CAMAC was asked by the Howard Government to consider whether to remove the ‘headcount’ test for shareholder approval of schemes whereby a majority in number of shareholders voting on the scheme in addition to 75% of the shares voted is needed. As well as recommending the removal of the ‘headcount’ test, CAMEC also called for a number of other changes including the introduction of a ‘clear, concise and effective’ requirement for scheme documents and the empowerment of courts to approve a scheme even if the classes of shareholders were incorrectly constituted.

If implemented, Damian said these changes would make schemes of arrangement more attractive and increase the amount of work for M&A practices. “It can only promote a healthy market for corporate control and will encourage more M&A transactions,” he said.

The changes would also make Australia more attractive to overseas investors. Damian said that he often had to explain the ‘headcount’ test to foreign clients who questioned its relevance. “They really scratch their head at that,” Damian said. “These reforms will encourage foreign acquirers to go forward with confidence in their Australian M&A deals.”

Relative use of schemes of arrangement
Period Recommended deals implemented by schemes of arrangement
1996-1999 40%
2000-2003 38%
2004-2008 46%

Once the regulations surrounding schemes of arrangement have been clarified, Damian said takeover provisions ought to be next on the government’s agenda of M&A reform, including revisiting the minimum bid price rule which states that a bidder must make an offer at least equal to any shares the bidder has bought in the company in the past four months.
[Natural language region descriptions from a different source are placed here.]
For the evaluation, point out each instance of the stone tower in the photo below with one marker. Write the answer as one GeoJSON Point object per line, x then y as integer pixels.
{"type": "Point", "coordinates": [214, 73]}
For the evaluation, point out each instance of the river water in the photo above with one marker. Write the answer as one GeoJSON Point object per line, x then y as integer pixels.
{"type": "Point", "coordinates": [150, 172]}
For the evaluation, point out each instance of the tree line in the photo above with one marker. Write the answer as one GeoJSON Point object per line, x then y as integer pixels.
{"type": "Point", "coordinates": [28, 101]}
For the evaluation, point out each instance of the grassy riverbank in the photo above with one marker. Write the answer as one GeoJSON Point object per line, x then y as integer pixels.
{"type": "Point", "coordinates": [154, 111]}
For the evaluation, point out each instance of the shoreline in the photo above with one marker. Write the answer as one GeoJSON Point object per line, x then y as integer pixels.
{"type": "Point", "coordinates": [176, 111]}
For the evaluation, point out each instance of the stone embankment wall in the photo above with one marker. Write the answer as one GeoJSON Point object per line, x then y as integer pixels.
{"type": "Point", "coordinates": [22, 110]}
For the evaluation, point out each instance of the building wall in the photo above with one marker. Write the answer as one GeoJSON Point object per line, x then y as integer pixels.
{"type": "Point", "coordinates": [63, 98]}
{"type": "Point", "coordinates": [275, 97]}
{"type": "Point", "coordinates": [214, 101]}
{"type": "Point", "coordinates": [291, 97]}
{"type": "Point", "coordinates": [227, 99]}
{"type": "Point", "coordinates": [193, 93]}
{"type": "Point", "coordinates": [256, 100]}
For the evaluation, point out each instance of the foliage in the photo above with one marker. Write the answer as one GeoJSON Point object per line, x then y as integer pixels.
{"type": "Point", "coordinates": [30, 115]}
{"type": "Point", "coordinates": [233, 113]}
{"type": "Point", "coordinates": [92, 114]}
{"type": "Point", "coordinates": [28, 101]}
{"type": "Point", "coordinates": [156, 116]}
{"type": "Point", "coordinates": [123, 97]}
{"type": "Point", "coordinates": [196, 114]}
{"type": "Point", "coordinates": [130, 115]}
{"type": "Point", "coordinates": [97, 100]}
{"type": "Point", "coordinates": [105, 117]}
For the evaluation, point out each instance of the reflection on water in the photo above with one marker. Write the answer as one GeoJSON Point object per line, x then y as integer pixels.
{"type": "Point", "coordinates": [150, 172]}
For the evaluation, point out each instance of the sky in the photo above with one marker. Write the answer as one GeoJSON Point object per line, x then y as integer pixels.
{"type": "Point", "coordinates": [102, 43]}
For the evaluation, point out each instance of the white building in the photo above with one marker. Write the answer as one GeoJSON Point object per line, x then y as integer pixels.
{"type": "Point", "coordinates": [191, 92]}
This was extended to include scrip bids, which adds a deal of complexity because the value of the bid fluctuates as the share price moves. “You end up in the funny situation where you’re testing the value of your bid consideration after you’ve actually made the bid,” Damian said. “The provisions were meant to ensure equal treatment but the way they work is not sensible – it’s not actually enacting the policy and it means that bidders are at risk to share price movements after the offering.”